Subscription billing platform Zuora announced Wednesday that it has raised $36 million in a Series D round of funding led by Index Ventures, with help from Greylock Partners, Workday co-CEO Dave Duffield, and existing investors Benchmark Capital, Redpoint Ventures, Shasta Ventures, Tenaya Capital, and Marc Benioff.  The new round brings Zuora’s total raised to $82.5 million.

Founded in 2007, Zuora offers a cloud-based subscription billing service for businesses, providing pricing flexibility for different customer groups, scalability, and key metrics.  All of these features are designed to help any company develop a subscription business, a la Netflix or Pandora.  And Zuora claims that many of its customers are up and running within 90 days and seeing 200% ROI within weeks.

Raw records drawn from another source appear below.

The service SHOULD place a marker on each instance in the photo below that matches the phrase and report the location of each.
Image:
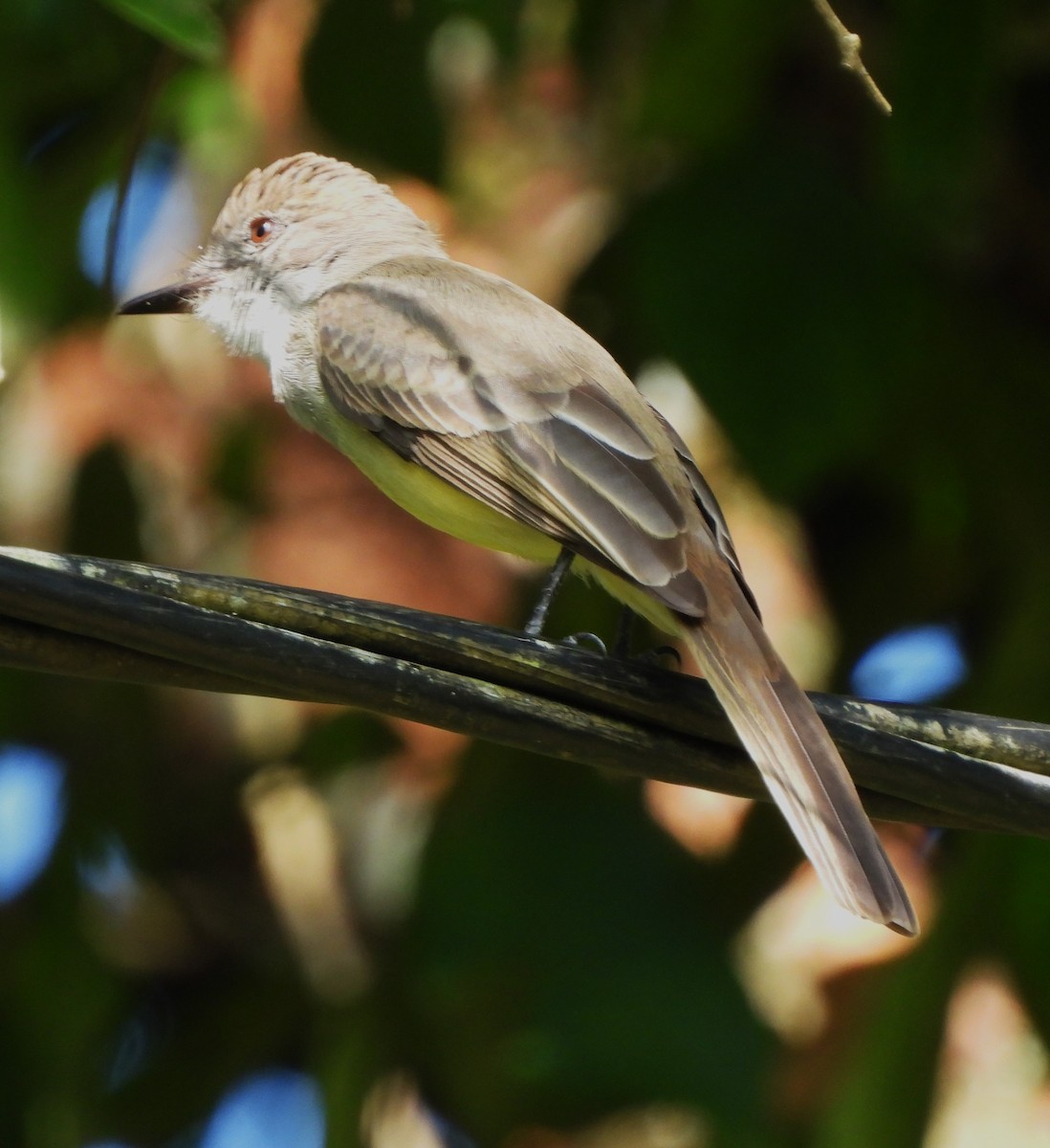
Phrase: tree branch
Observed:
(849, 51)
(133, 623)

The company is poised on the brink of what it sees as an inevitable shift away from the “buy once” economy toward a services-based subscription economy.

"The product-focused, industrial economy and the systems that support it are part of the past,” said Zuora co-founder and CEO Tien Tzuo, in a statement.  “It's time for a new system for the Subscription Economy.  More and more, companies are turning to Zuora to drive their future.”

Plenty of businesses are heeding the call.  Zuora’s impressive clientele includes Box, Branchout, DocuSign, Yammer, Ning, Ooyala, Salesforce.com’s Radian6 division, Ustream, and more.  Zuora has also forced partnerships with PayPal, Microsoft, Netsuite, Workday, Salesforce.com, and VMware.

Among the company’s healthy list of accomplishments include 100% growth in annual bookings since the company’s inception, as well as 10 deals over $1 million in the last 18 months.  Additionally, it has doubled the company’s size to nearly 200 employees this year.

Zuora was not immediately available to comment, so no word on what kind of revenue the company is seeing these days, but when we covered the company’s last round of funding in November 2010, Zuora claimed to have grown 400% in 2009 and was on track to do the same in 2010.  Additionally, the company has been cash-flow positive since Q1 2010. 

The new funds from this round will be used to power international expansion and product line development.  Zuora announced today that it's rapidly expanding across the Netherlands, Germany, France and Ireland, and that it has already signed $2.7 billion in contracted subscription revenue with customers in the EMEA region.